What is SSCD? What is SSCD caused by? What are the treatments of SSCD?

SSCD is a rare disorder in which there is a gap in the bone covering the three semicircular canals. This leaves the semicircular canals, which are responsible for balance, exposed to the surrounding tissue. Additionally, while the inner ear normally contains two “windows” (the round window and the oval window) that allow sound to disperse, the dehiscence introduces a third opening where sound may travel out of the inner ear.

Symptoms of SSCD include dizziness induced by pressure change or sound, fullness in the ear, hearing loss, and/or the ability to hear internal noises (I.e., one’s own heartbeat, blinking, or breathing) loudly.

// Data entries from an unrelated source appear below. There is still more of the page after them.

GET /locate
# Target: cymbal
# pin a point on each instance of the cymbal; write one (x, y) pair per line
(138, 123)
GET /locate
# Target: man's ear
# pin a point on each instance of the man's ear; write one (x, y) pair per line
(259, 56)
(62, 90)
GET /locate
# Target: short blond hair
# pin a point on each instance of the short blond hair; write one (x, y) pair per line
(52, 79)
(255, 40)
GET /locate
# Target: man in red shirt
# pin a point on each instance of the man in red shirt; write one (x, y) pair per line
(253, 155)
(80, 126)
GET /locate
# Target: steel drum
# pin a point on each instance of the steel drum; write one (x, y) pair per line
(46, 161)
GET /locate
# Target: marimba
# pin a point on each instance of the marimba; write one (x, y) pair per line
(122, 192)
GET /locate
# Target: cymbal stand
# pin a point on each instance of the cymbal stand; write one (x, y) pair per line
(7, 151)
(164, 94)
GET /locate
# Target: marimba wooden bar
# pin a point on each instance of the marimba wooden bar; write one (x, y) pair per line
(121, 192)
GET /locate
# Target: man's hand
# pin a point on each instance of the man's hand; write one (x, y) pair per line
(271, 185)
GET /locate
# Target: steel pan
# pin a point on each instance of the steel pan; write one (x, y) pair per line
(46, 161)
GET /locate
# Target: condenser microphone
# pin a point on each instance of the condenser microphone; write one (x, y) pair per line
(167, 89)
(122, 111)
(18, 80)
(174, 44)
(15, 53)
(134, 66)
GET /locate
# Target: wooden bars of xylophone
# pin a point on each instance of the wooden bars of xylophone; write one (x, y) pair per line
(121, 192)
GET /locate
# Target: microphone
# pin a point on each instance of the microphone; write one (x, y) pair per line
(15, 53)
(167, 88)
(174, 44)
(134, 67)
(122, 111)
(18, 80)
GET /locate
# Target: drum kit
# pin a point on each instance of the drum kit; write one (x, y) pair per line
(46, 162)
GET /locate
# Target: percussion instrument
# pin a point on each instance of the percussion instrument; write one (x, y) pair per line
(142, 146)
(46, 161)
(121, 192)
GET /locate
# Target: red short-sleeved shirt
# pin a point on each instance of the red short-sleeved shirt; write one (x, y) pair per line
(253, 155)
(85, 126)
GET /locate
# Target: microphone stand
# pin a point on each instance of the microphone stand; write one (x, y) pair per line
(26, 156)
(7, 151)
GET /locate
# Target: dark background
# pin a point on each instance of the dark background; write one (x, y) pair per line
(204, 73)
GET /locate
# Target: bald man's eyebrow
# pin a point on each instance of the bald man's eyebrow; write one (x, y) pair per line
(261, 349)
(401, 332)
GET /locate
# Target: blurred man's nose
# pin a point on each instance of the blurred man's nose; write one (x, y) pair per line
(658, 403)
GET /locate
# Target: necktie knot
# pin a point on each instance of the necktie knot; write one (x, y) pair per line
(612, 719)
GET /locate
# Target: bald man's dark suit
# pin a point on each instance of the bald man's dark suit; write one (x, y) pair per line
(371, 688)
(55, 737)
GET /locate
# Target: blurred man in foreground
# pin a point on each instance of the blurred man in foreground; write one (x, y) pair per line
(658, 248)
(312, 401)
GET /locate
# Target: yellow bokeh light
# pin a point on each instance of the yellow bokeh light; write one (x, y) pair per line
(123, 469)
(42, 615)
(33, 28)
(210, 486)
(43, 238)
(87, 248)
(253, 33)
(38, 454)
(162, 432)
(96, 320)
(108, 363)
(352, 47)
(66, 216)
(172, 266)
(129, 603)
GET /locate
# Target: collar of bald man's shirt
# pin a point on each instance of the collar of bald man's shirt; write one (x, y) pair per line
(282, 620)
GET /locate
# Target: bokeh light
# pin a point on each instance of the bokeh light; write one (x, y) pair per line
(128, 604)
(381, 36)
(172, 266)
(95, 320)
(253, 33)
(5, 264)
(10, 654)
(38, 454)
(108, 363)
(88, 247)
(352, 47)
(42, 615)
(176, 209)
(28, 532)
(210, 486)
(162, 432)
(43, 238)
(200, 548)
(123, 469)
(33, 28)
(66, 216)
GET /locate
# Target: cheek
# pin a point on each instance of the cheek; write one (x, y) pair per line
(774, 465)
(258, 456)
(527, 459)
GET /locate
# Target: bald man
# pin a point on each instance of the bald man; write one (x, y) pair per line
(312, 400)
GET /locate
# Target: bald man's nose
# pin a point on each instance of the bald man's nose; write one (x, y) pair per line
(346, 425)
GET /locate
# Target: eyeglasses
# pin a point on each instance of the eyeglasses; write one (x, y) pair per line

Over the first three years of life, the temporal bone thickens significantly to cover the semicircular canals. SSCD can develop if gaps remain in the bone during this thickening period. Alternatively, SSCD may develop due to thinning of the bone over time, although this occurs far less frequently. In most cases, the gaps do not cause any detectable symptoms. However, rarely, symptoms can present in adulthood if the pressure within the skull pushes part of the brain through the hole in the temporal bone. In most SSCD cases, the onset of symptoms comes after a trauma to the head or a significant change in pressure, such as scuba diving.

SSCD can be treated with surgery either through the skull or through the mastoid bone to plug and cover the dehiscence. Alternatively, surgery can be done to plug the round window, a naturally occurring opening in the inner ear, to reestablish a two-window system including the dehiscence. While this procedure poses less risk, it also has a lower rate of successful symptom reduction.